- Origin: Boston, Massachusetts, US
- Genres: Funk, street beat
- Years active: 1990–present
- Labels: Cuneiform; Accurate; Innova;
- Members: Ken Field; Tom Hall; Dave Harris; Phil Neighbors; Blake Newman; Jerry Sabatini;
- Website: revolutionarysnakeensemble.org

= Revolutionary Snake Ensemble =

The Revolutionary Snake Ensemble is an American instrumental musical group led by Boston, Massachusetts based saxophonist Ken Field. They performs an improvised style inspired by the second line brass bands of New Orleans parades. The group's colorful costumes and creative arrangements have earned it invitations to entertain audiences as large as 20,000

Revolutionary Snake Ensemble performances have included many venues including: the New Orleans Krewe of Muses Mardi Gras Parade, Kennedy Center for the Performing Arts, the Cambridge River Festival, the HONK! festival, Regattabar, the Central Square World's Fair, the Somerville Theater, First Night Boston, First Night Providence, First Night Fall River, the Boston Museum of Fine Arts, the Brooklyn Academy of Music, the Puffin Cultural Forum, Tipitina's (New Orleans) and the Berklee Performance Center.

The Ensemble can be heard on Parade of Numbers, an animated counting piece regularly aired on the beloved children's program Sesame Street, since 1995. It was animated by Field's late wife Karen Aqua (1954-2011).

Repeatedly nominated in their Best Music Poll by The Boston Phoenix and WFNX Radio, the Revolutionary Snake Ensemble includes a roster of notable Boston-area musicians. The group has been twice nominated by a panel of music writers and critics for a Boston Music Award, and was nominated Best Jazz Group in the 2014 New England Music Awards.

Their latest release, Live Snakes (Accurate Records 2014), was recorded in 2011 and 2013 in Boston, Brooklyn, & Manhattan, and documents four distinct incarnations of the ensemble, with two remixes by Field. "Live Snakes" features guest musicians Charles Neville, Josh Roseman, Kenny Wollesen, and Matt Darriau.
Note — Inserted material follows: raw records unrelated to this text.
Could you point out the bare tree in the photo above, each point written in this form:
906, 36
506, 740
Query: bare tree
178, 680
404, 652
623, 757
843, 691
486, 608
Forked Tongue, the group's second CD, was released May 13, 2008 on the Cuneiform label and includes, among other tracks, a brass reinterpretation of Billy Idol's "White Wedding." The CD was included on best-of-year lists from the Village Voice, Georgia Public Radio, the Postimees (Estonia), KMUW (Wichita), WFNX (Boston), WRUW (Cleveland), AllAboutJazz.com, WUSM (Madison, WI), WNMC (Detroit), and WUSB (Stony Brook, NY).

Year of the Snake was the group's debut CD, and includes interpretations of music by other artists including Field, Sun Ra, John Scofield and James Brown. Liner notes were contributed by music producer Scott Billington. The CD was listed as one of the top CDs of the year on New York NPR affiliate WNYC, in the New Orleans Gambit Weekly, and on Radio Popolare in Milan, Italy.